What: Allegheny Technologies' (NYSE:ATI) shares fell about 16.6% last month. That follows on a 67% drop in 2015. So, just more of the same for this steel and metal parts maker as the new year gets under way.
So what: Allegheny is a company in the midst of a transition, as it tries to move away from commodity-type metals products and more toward specialty products. Unfortunately for the company, which gets nearly 85% of its sales from specialty products, it's dealing with both commodity weakness and a broad slowdown in some of its key end markets, such as oil and gas drilling. Strength in areas such as aerospace just hasn't been enough to make up for the headwinds elsewhere.

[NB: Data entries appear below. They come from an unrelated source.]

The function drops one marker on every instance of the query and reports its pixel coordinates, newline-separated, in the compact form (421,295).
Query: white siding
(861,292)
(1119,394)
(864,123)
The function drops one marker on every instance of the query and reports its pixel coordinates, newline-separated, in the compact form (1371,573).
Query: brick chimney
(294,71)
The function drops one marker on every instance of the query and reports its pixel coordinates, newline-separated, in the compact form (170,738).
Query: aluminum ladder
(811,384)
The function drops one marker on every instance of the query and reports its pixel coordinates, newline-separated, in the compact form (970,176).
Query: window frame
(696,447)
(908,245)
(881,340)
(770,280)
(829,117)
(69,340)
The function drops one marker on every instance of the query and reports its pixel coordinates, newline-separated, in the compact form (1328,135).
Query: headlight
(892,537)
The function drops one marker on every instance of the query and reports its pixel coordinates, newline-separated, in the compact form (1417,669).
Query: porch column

Late last year, when the company warned that it would probably be taking one-time fourth-quarter charges to better align its operations with the current environment, investors reacted accordingly. The size of those charges, $267 million, was announced about a week before earnings, which were reported on Jan. 26. The full-year 2015 loss of around $3.50 a share basically confirmed investors' fears and proved that selling was probably the right move.
Now what: Allegheny thinks its aerospace business is ready to start a long-term uptrend. That's great and may interest more aggressive investors looking for a turnaround situation. However, some of the company's other businesses, such as flat rolled steel, aren't expected to solidify until at least the middle of the year. So this is really still a tale of two cities. Conservative investors are probably best off on the sidelines until the whole business is on more solid ground.